Saturday, September 22, 2007

A Chug-a Chug-a Motion like a Railroad Train


Like any good child of the 70's, yours truly experimented with the occasional illicit substance for recreational purposes. It was the way things were back in the day. Of course, I have not touched anything stronger than a Marlboro light since 1979.

That was until the other night when I watched David Lynch's Inland Empire.

If, One pill makes you larger, and one pill makes you small; Inland Empire makes you crazy (as in foaming-at-the-mouth-wearing-a-tin-hat-crazy).

What starts as the tale of a middle aged actress (Laura Dern) getting the coveted leading role in a film, ends up a colossal, beautiful, beguiling, maddening, Jackson Pollack-like work of art that will leave you clutching the remote control and wondering where the last three hours of your life went.

Did I mention the bunny tv-show?

All through the film, we get glimpses of this creepy rabbit family speaking banally to each other complete with a laugh track.

I have no damn idea what that is all about.

What I do know, is that Laura Dern (who was a producer of this film) turns in a once-in-a-lifetime performance. They don't have awards big enough for what Dern has done in Inland Empire; first she's a cool So Cal movie star, then she's a mid-western house wife, now she's a tough broad telling someone about the men she's beat up, then she's a Sunset Blvd. Streetwalker throwing up blood ... and frankly, she will blow your mind.

Since Inland... is actually a pastiche of several different themes and (one suspects) films, it is replete with odd cameos of actors who show up once and then vanish. William H. Macy is a studio announcer, Diane Ladd (Dern's mother in real life) is a creepy, bitchy, gossip reporter, Grace Zabriskie is a prophetic next door neighbor who speaks in a thick eastern European accent, Mary Steenburgen plays another neighbor (in one of the alternate realities),Harry Dean Stanton plays a down on his luck producer ... and there are more, but frankly I can't recall the rest of them just now. My brain has still not fully processed Inland Empire (nor do I suspect it ever will).

Did I mention the dancing hookers?

Apropos of nothing, Dern (while in her mid-western housewife persona) stumbles into a room in her house where a group of working girls are chatting. In the distance a train is heard. Then, suddenly, the girls get up and do a fully choreographed dance number to that old chestnut, The Loco-Motion.

I have no idea what that was all about either.

But another thing I know about Inland Empire, is that it is one David Lynch's most personal films since Eraserhead. Of course that means, for the rest of us, that we will be left scratching our heads. And that's the thing with Inland ... go for the ride, hang on to something and just let yourself explore Lynch's Freudian landscape. Revel in the carnival workers, the Polish film-within-the film (complete with subtitles), the flashing colors, the disturbing soundtrack ... give in to the oddly touching moments (like the scene when a woman is reunited with her husband and son---what the hell was that all about? Who is this woman? What does it matter? You'll be crying like a baby) ... ultimately, Inland Empire is a nonsensical piece of work, that despite everything, makes sense ... does that make sense?

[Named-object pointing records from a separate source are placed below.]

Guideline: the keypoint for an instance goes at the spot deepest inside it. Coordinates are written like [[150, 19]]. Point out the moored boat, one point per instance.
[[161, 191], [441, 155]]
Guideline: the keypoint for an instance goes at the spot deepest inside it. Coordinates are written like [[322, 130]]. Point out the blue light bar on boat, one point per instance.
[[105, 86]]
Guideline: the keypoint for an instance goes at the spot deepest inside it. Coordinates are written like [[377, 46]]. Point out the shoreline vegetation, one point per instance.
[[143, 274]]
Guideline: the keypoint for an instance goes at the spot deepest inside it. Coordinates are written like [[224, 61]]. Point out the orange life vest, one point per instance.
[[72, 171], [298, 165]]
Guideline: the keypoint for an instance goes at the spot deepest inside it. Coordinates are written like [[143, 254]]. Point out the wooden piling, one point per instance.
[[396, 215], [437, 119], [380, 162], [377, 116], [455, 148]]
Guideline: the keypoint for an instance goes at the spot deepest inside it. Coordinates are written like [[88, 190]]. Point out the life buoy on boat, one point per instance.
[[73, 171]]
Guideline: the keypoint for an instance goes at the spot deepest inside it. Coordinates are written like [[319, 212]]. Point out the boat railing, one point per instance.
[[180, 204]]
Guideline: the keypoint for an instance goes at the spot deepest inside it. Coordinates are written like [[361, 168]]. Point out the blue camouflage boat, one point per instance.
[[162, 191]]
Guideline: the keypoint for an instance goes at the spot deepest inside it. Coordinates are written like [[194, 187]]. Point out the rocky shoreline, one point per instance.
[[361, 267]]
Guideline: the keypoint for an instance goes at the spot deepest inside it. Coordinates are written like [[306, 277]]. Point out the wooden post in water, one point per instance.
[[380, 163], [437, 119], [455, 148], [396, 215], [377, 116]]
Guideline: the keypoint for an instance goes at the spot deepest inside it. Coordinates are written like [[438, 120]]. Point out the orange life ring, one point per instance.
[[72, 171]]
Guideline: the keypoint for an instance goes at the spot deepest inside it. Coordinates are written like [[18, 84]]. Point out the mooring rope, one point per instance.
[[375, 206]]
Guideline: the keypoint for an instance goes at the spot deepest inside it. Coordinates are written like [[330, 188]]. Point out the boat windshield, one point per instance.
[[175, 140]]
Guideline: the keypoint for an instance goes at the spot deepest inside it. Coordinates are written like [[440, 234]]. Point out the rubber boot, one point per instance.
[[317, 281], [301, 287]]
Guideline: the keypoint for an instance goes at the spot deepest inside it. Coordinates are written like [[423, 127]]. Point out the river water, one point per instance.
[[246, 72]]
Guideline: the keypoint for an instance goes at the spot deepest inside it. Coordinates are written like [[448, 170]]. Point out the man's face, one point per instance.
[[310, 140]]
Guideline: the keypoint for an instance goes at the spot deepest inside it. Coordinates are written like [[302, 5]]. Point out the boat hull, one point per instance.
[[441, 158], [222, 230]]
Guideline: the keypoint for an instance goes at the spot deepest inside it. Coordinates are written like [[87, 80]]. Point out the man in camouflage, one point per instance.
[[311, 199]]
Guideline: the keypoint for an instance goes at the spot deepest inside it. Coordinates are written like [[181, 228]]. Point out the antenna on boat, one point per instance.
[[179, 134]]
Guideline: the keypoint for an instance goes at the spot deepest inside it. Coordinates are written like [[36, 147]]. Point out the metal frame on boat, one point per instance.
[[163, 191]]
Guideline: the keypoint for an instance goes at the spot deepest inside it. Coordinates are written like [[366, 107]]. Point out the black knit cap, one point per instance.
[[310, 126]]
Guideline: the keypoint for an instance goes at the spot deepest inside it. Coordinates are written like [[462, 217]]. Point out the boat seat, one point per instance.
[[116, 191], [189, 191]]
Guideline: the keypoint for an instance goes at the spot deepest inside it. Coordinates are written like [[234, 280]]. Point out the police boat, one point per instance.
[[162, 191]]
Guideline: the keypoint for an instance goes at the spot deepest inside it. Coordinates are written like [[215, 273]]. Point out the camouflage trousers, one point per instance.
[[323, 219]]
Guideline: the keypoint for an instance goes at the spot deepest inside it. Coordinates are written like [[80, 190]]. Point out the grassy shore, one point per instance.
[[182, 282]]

And for you super film freaks; see if you can catch the homage to Gloria Swanson's Queen Kelly that shows up at one point.

I know, I am all over the place trying to talk about this film, and that is because the film itself is all over the place.

And finally, did I mention that Justin Theroux is in this movie?

He plays Dern's leading man in the film she is making.

He does not do a lot, but I always like looking at this guy.

And I do have an idea what that is all about.